# Southern Ontario Orchid Society show Feb 14-15, 2015



## ALToronto (Jan 15, 2015)

Held as always in the Floral Hall of the Toronto Botanical Gardens, 777 Lawrence Ave East, Toronto 

I will be there as an exhibitor, with my living wall, and also giving a presentation on LED lights. Hope to meet some members in person!


----------



## cnycharles (Feb 5, 2015)

Hey Eric, you going to this show or the paph forum on the 14th?

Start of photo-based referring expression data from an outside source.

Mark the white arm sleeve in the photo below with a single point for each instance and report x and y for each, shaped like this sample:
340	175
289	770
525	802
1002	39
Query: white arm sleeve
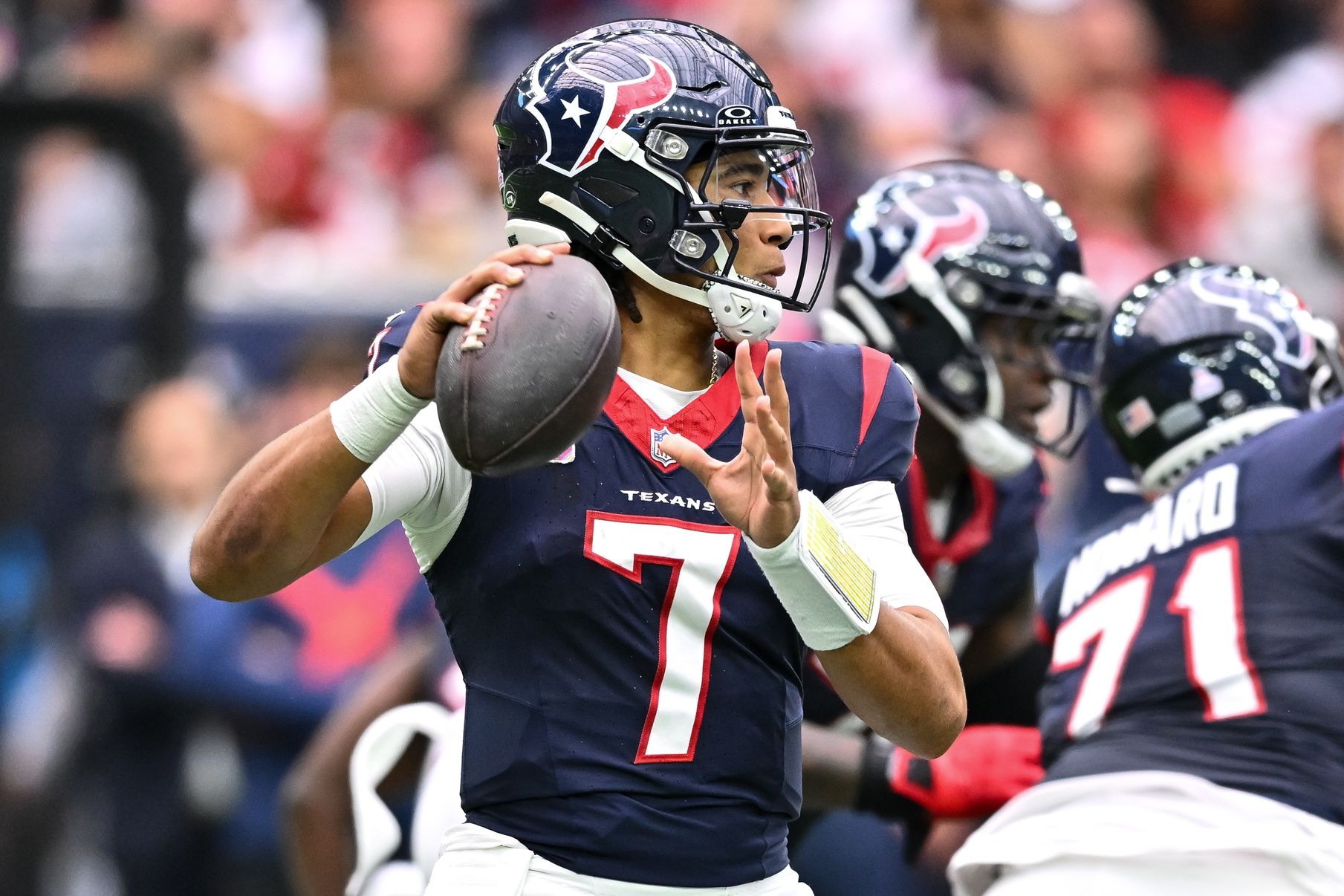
870	516
418	481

Would be nice to see the living wall!


----------



## NYEric (Feb 6, 2015)

I already signed up for the Paph forum. Just trying to figure out whether to take the bus or the car.


----------



## Paph_LdyMacBeth (Feb 6, 2015)

You dont want to visit your Canadian friends


----------



## Cat (Feb 6, 2015)

I will be going with some friends. Not sure if we are going on the 14th or 15th yet. Watching what the weather will be like. I'm sooooooooo taking some babies home WEEEEEE!!!!:rollhappy:


----------



## Cat (Feb 8, 2015)

6 more days!!! Ganna get me some Paph. Michael Koopowity, Paph. Spiderman, Paph. Anitum x Sanderianum, Paph. Wosser's Blackwings, ohhh and my list keeps on going. Can't wait!!!!! Driving the jeep liberty down. Need as much room as possible!


----------



## ALToronto (Feb 8, 2015)

Please stop by my wall and introduce yourself.


----------